COMMUNIQUÉ DE PRESSE – Complément d'enquête

LA PEUR COMME ULTIME ARGUMENT ?

En choisissant délibérément d’aborder le sujet du chanvre récréatif d’un point de vue anxiogène, la rédaction du magazine Complément d’enquête de France 2 n’a pas fait que répéter l’éternel
refrain sur la « jeunesse en danger ». Elle a surtout contribué à affoler un peu plus les parents d’adolescent(e)s dont on sait l’inclination naturelle à manifester une certaine défiance à
l’égard des adultes.
Il est aussi ridicule et stérile d’évoquer la consommation du cannabis à travers ses usagers problématiques dont on sait aussi qu’ils sont très peu nombreux, que de parler de celle du vin par le
prisme de l’alcoolisme. Cela relève même de la malhonnêteté intellectuelle.

Mais le plus marquant dans cet exercice de stigmatisation d’une plante et de ses jeunes amateur(trice)s, c’est d’omettre de préciser qu’en tout état de cause, c’est bien dans le cadre d’un
système prohibitionniste total, pour ne pas dire totalitaire, que se produisent tous dommages dénoncés par ses propres partisans. Et Mme Danièle Jourdain Menninger, présidente de la Mildt, tout
en reconnaissant l’échec des campagnes de prévention, a bon dos de prétendre qu’on ne saurait trop dire ce qu’il adviendrait dans le cadre d’une réglementation.
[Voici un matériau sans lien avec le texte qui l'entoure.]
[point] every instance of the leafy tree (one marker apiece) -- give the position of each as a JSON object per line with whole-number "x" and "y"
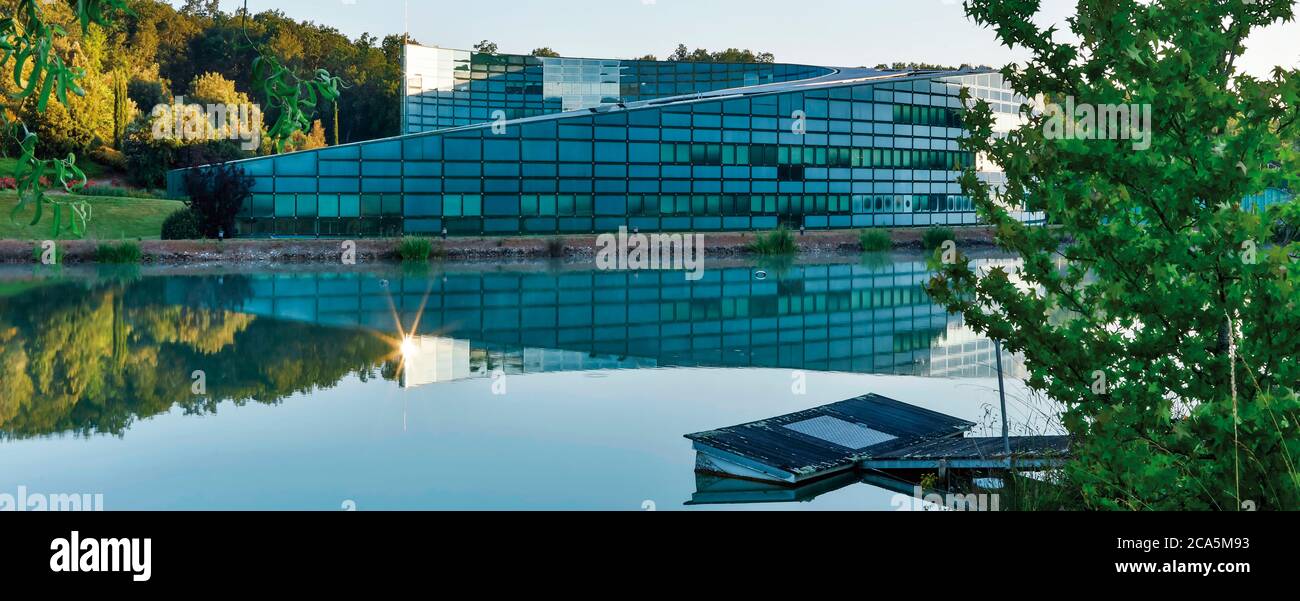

Sachant ce que provoque la
prohibition, nous sommes en droit de croire, madame, que ça ne pourrait guère être pire !

La surprise de l’émission est venue de la remarquable intervention de Me Francis Caballero, célèbre juriste antiprohibitionniste et promoteur du concept de « légalisation contrôlée ». Serait-ce
l’influence des cannactivistes que nous sommes ou le simple constat de la nécessité de s’adapter à la réalité du terrain ? Toujours est-il qu’en s’exprimant sur son modèle de légalisation, l’on
pouvait l’entendre évoquer la possibilité d’intégrer les « cannabiculteur(trice)s » et les revendeur(euse)s actuel(le)s dans une filière légale et envisager une distribution par le biais de «
cannabistrots » (sic !).
Reste à le convaincre de laisser aux cannabinophiles l’entière liberté d’autoproduire leur plante chérie.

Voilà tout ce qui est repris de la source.